2008-08-25 Over the top, hysterical and utterly fabulous

For incident, drama, passion and intrigue 'East Lynne' makes 'The Woman in White' look like an exercise in quiet, dreary Sunday-afternoon restraint; and while the immortal line "Dead, and never called me mother!" is sadly absent (it comes from a stage adaptation rather than from the novel itself) the quotation does give an accurate taste of what the reader can expect.

The plot is quite straight forward: the lovely but poor Lady Isabel marries Archibald Carlyle, the local lawyer and all-round decent chap. Unfortunately she then finds herself eaten-up by jealousy as her husband begins to spend more and more time with the neighbourhood beauty Barbara Hare. Running away with the local charming cad, Francis Levison, Lady Isabel finds herself separated from her children and suddenly stuck with a boorish, brute of a man. Later however, as the devious hand of fate deals her a very peculiar hand indeed, she finds herself heavily disguised and back with her former husband as the governess to his (and of course to her own) children. As a word to describe the plot "implausible" doesn't do it justice but Ellen Wood carries the whole thing off with such style and panache that the 600 pages of the tale rattle along quite beautifully. She was, on the basis of this novel at least, an absolute natural when it came to telling a story and telling it well. The characters are all interesting and have their own peculiar traits: Carlyle's sister, Corny, for example is a shrieking harridan of fiscal prudence, while Justice Hare is a model of pompous bombast and his daughter - the very lovely Barbara - is the epitome of an innocent girl seething inwardly as unrequited love gnaws away at her soul. You care about the people Wood writes about and, aside from the oily Francis Levison, there isn't a character in the book who doesn't deserve some of the reader's sympathy and compassion.

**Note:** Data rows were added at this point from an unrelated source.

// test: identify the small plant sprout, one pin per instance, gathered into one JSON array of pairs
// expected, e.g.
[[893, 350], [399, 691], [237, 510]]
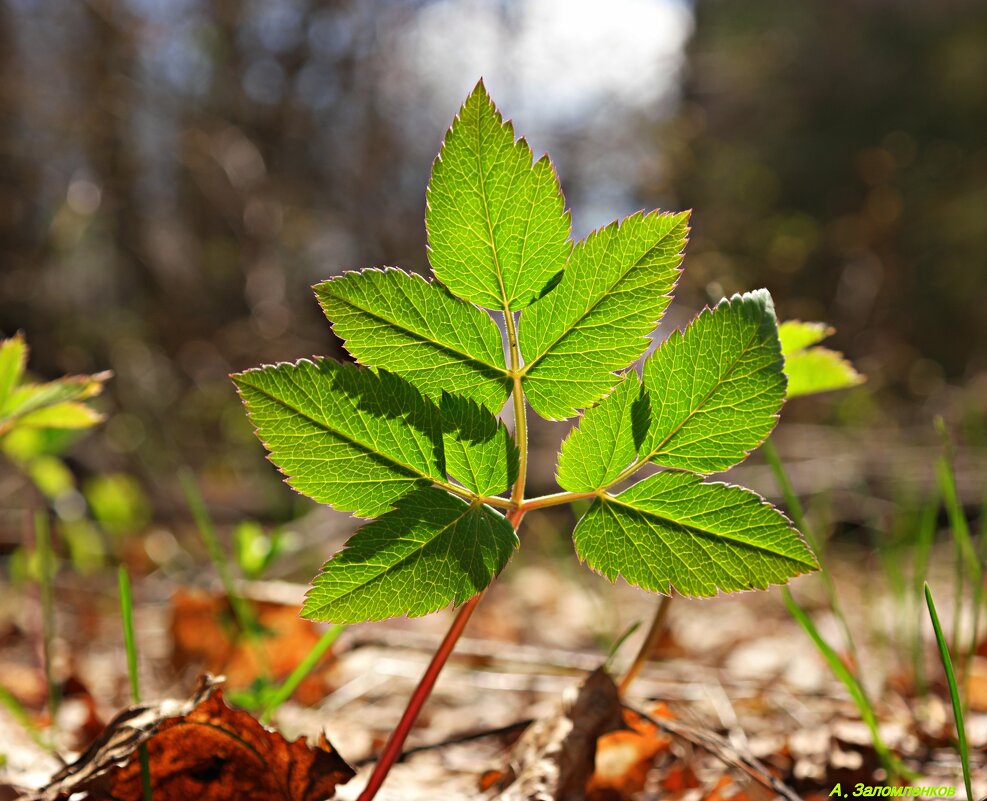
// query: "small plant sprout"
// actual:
[[409, 437], [58, 404]]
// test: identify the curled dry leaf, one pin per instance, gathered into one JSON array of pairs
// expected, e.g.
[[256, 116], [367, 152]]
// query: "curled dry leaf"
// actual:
[[201, 749], [555, 758]]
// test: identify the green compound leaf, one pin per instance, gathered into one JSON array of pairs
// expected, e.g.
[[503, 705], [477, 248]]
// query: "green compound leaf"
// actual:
[[432, 549], [406, 325], [615, 289], [716, 387], [497, 227], [345, 435], [672, 531], [810, 369], [607, 439], [480, 452]]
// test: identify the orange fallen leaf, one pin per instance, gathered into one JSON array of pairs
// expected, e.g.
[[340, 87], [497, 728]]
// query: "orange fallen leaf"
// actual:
[[202, 633], [210, 752], [624, 759]]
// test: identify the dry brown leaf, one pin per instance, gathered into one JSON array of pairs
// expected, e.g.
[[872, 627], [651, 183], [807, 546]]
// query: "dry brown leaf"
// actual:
[[555, 758], [200, 749]]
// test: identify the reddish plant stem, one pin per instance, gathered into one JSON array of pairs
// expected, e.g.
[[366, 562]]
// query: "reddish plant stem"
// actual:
[[392, 750]]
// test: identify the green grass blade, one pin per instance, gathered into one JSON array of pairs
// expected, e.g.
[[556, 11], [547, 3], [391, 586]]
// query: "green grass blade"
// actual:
[[920, 567], [968, 565], [287, 689], [954, 693], [241, 609], [888, 760], [797, 513], [17, 711], [130, 644], [129, 640], [42, 539]]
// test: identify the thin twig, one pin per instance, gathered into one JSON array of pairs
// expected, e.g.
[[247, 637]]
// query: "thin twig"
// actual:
[[722, 750]]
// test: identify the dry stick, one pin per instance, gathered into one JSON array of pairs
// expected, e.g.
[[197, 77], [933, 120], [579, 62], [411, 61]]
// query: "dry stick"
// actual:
[[392, 749], [648, 646], [458, 739], [722, 750]]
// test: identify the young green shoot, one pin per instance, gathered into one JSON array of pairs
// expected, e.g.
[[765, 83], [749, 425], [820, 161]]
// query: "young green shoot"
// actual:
[[130, 646], [409, 437], [954, 692]]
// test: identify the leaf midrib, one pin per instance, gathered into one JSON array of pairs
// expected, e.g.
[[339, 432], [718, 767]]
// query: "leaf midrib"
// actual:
[[341, 435], [414, 553], [709, 535], [572, 327], [488, 216], [468, 357], [699, 406]]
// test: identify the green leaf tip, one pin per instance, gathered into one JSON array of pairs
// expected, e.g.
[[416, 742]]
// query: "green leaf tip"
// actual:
[[673, 531], [716, 387], [615, 289], [498, 231], [812, 369], [431, 550]]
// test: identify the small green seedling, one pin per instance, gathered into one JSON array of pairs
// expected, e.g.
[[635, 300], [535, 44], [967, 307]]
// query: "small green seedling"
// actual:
[[38, 421], [410, 436], [56, 404]]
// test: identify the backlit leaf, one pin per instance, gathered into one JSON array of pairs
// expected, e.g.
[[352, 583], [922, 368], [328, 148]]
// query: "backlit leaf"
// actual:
[[498, 231], [672, 531], [615, 288], [431, 550], [406, 325], [607, 439], [715, 387], [480, 452], [345, 435]]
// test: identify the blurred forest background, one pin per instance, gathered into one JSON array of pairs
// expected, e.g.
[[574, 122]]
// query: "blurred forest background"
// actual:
[[174, 175]]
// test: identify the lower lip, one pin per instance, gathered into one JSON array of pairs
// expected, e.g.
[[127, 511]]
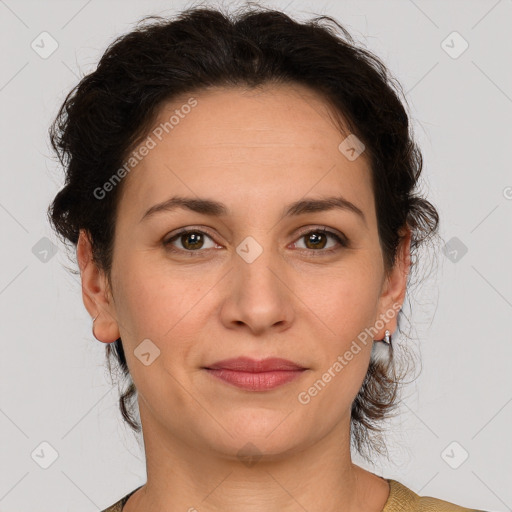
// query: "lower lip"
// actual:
[[261, 381]]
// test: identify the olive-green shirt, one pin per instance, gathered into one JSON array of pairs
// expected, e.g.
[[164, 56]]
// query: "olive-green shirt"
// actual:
[[400, 499]]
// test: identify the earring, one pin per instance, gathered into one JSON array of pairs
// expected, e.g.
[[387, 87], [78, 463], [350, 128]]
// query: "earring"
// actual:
[[94, 320]]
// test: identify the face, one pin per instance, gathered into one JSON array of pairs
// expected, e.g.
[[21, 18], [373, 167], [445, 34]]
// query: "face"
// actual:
[[254, 276]]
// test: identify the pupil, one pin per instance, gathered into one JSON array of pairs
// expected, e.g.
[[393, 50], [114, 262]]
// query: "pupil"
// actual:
[[316, 239], [196, 239]]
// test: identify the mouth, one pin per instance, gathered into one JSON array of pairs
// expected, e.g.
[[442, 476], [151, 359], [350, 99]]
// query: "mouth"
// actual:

Like all of Victorian sensation fiction there are secrets aplenty just waiting to be revealed at the most inconvenient moments and more overheard and misinterpreted conversations than you can shake a very large stick at, but the improbabilities of the plot never get in the way of what is a good old-fashioned rattling piece of story-telling. It's over the top, full of heavng bodices, tearful confessions and more drama than a novel should, by rights, be able to contain within its flimsy covers, but it is wonderful. Read it and, by turns, weep, laugh but most of all enjoy.